The Myna Mahila Foundation helps disadvantaged women from Mumbai slums access cheap sanitary pads and campaigns to end taboos surrounding menstruation in the conservative Asian country.
The British prince and the US actress this week asked people who want to mark their nuptials next month to donate to charity rather than sending wedding gifts.
“When we found out we were really excited. We’re a small grassroots organisation and it felt really special,” Suhani Jalota, Myna Mahila’s founder and director, told AFP.
The organisation, which Markle visited last year, was founded in 2015 and helps around 10,000 women every month.
It provides information about menstrual hygiene and encourages women to talk about their periods to help break social stigma.
Myna is a bird native to South Asia known for its talkative nature while “mahila” means woman in Hindi.

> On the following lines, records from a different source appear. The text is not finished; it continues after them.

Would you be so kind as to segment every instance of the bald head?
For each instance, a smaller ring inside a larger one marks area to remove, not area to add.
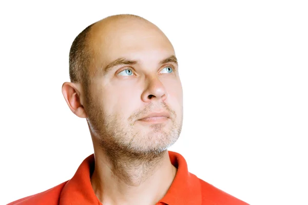
[[[71,81],[87,87],[91,77],[99,75],[103,71],[98,68],[108,63],[105,55],[117,52],[112,51],[111,47],[120,48],[127,42],[130,42],[130,46],[134,46],[134,41],[151,37],[163,38],[168,41],[156,26],[134,15],[113,15],[92,24],[76,37],[71,47]]]

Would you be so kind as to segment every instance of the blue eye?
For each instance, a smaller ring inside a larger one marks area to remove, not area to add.
[[[167,66],[166,67],[164,68],[164,69],[163,70],[162,70],[162,72],[164,70],[166,70],[167,72],[166,73],[172,73],[172,68],[170,67],[170,66]]]
[[[123,74],[121,74],[123,73]],[[132,75],[132,71],[130,69],[125,69],[118,74],[119,75],[130,76]]]

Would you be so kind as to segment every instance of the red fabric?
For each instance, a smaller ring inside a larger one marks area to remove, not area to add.
[[[176,152],[168,152],[171,162],[178,171],[167,194],[157,205],[247,204],[188,172],[184,157]],[[94,162],[92,154],[83,161],[70,180],[8,205],[102,205],[91,184]]]

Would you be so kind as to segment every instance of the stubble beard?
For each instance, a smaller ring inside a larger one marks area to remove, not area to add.
[[[149,131],[138,130],[134,117],[137,114],[128,119],[108,115],[97,104],[91,105],[87,120],[91,133],[106,154],[113,158],[147,160],[159,157],[179,137],[182,115],[177,122],[175,112],[170,113],[171,125],[168,130],[160,124],[149,125],[147,129]]]

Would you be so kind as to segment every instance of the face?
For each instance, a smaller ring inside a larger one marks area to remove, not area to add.
[[[92,28],[93,66],[85,109],[92,137],[104,149],[159,153],[181,132],[178,67],[163,33],[148,23],[132,20]],[[156,114],[163,116],[145,118]]]

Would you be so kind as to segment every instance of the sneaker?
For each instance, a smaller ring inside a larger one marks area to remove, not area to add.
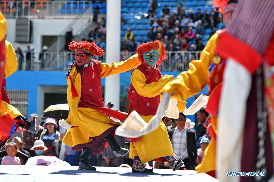
[[[129,152],[129,151],[126,149],[121,147],[121,150],[119,151],[118,152],[114,151],[113,152],[114,152],[114,154],[116,157],[123,157]]]
[[[38,116],[34,116],[32,121],[30,122],[30,126],[28,131],[35,134],[38,133],[39,131],[39,124],[40,123],[40,119]]]
[[[80,162],[79,163],[78,170],[95,171],[96,171],[96,168],[90,165],[84,164]]]

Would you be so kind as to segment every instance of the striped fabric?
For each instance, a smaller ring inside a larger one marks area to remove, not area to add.
[[[274,31],[274,1],[239,1],[227,33],[262,55]]]

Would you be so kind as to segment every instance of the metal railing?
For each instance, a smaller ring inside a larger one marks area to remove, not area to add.
[[[187,70],[191,61],[199,59],[201,51],[166,51],[167,61],[163,61],[160,67],[161,71],[182,71]],[[129,52],[129,57],[136,53]],[[74,61],[74,52],[34,52],[24,57],[17,54],[18,70],[66,71]],[[128,57],[123,57],[126,60]],[[105,61],[105,54],[101,57],[93,58],[102,62]],[[121,60],[113,60],[118,62]]]
[[[6,18],[51,18],[90,16],[92,5],[88,1],[1,1],[0,10]]]

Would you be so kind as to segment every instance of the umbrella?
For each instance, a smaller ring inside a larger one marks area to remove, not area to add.
[[[69,108],[67,104],[52,105],[45,109],[43,117],[52,118],[57,119],[66,119],[69,117]]]

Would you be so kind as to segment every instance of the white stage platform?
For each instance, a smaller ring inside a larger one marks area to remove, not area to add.
[[[175,182],[218,181],[205,173],[193,170],[154,169],[150,174],[131,173],[131,168],[96,167],[96,171],[78,170],[77,167],[68,167],[42,166],[0,165],[0,181],[23,182]]]

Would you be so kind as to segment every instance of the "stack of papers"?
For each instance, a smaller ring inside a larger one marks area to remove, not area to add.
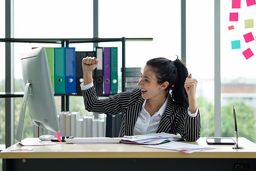
[[[203,146],[189,143],[174,141],[159,145],[145,145],[144,146],[179,151],[187,153],[192,153],[194,152],[214,149],[214,148],[209,148],[208,146]]]
[[[120,142],[144,145],[157,145],[171,141],[183,140],[180,136],[164,132],[125,136],[121,138]]]

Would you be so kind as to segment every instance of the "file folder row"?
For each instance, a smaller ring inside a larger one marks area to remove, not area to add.
[[[118,91],[117,47],[96,47],[94,51],[76,51],[75,47],[46,47],[52,88],[55,94],[82,95],[82,60],[87,56],[100,60],[94,71],[94,84],[98,96]]]

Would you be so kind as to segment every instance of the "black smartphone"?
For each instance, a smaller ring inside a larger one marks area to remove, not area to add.
[[[235,141],[232,138],[206,138],[206,142],[211,145],[234,145]]]

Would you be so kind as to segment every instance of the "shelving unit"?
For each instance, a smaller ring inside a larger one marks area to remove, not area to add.
[[[153,38],[91,38],[91,39],[0,39],[0,42],[6,43],[39,43],[61,44],[62,47],[68,47],[70,43],[100,43],[121,42],[122,43],[122,91],[125,91],[125,42],[126,41],[152,41]],[[69,96],[77,96],[76,94],[55,94],[62,97],[62,111],[69,111]],[[23,97],[22,93],[0,93],[0,98]]]

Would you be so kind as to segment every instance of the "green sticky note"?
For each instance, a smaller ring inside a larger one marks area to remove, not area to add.
[[[232,49],[241,48],[240,40],[231,41]]]
[[[245,28],[253,27],[253,19],[245,19]]]

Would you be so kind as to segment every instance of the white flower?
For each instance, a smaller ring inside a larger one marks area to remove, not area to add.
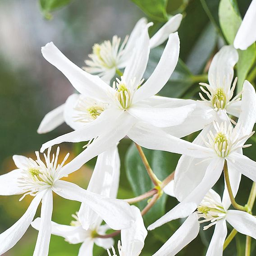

The charity also produces low-cost sanitary pads which are manufactured and distributed by the women, providing employment.
Women in patriarchal India, particularly in rural areas, are frequently shunned during their monthly cycles while millions in poverty are forced to use items like old rags, sand and leaves, activists say.
Jalota, who described Markle as “very down-to-earth” when she met her, hopes the publicity and any wedding donations they receive can help the charity soon reach out to 30,000 Mumbai women.
Harry, 33 and Markle, 36, are set to tie the knot at Windsor Castle, west of London, on May 19 in front of 600 guests.
Harry is fifth in line to the throne after his father Charles, brother Prince William and William’s children Prince George and Princess Charlotte.
He will be bumped down to sixth place when William’s wife Kate gives birth later this month.